Prima grande distinzione operata da Baumgarten: Chiarezza intensiva è quella che si ha quando
possediamo il dettaglio di quello che vediamo. Dettagliata, analitica e distinta. Vuole cogliere
l’elemento singolo, non interessa l’estetica ma la conoscenza intellettiva. Chiarezza estensiva (vivida
ma non analitica). Vivida molto evidente però non è analitica, dettagliata. Baumgarten non dice che
la sensibilità è oscura. L’impressione ha carattere estensivo. Esperienza estetica richiede una certa
passività per essere recettivi. Se il pensiero parte troppo presto si riflette sul nulla. Kiefer dice
parlando della sua esperienza creativa: Quando creo sono bloccato nella materia stessa del dipinto.

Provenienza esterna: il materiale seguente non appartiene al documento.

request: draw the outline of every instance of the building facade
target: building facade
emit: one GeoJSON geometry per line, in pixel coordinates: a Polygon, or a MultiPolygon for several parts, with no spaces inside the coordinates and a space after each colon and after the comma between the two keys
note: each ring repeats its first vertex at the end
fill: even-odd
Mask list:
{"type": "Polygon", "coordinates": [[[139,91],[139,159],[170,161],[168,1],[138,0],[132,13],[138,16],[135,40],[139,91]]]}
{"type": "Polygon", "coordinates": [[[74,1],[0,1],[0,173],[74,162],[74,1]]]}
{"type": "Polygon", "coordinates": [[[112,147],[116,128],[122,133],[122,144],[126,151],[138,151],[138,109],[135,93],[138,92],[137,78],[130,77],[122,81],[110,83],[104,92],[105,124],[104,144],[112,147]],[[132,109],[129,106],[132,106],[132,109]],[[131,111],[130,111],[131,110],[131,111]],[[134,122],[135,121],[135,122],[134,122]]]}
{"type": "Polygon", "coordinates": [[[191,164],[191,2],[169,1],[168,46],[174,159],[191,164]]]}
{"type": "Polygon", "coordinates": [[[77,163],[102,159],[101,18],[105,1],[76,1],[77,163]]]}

Quello che entra in azione, vicinissimo a me, è qualcosa paradossalmente informe ma di grande
precisione. Esperienza che mette insieme una contraddizione. Poniamo 3 diverse rappresentazioni:
1 rappresentazioni oscure, oscurità notturna. 2 rappresentazioni chiare e confuse, esperienza
estetica quando durante il giorno si presenta qualche nebbiolina. Es.: visione della luce del sole. 3
rappresentazioni chiare e distinte, luce piena che ci mostra le cose nel dettaglio. Si è nella
conoscenza intellettuale. Distinguiamo le cose. L’esperienza estetica non ha bisogno di conoscere il
dettaglio, interessa l’insieme di ciò che si vede. Baumgarten nel 1750 utilizza la metafora dei
momenti della giornata. Aurora, rappresentazioni chiare e confuse; mezzogiorno, rappresentazioni
chiare e distinte. Nella notte vi sono rappresentazioni oscure dove non si distingue nulla.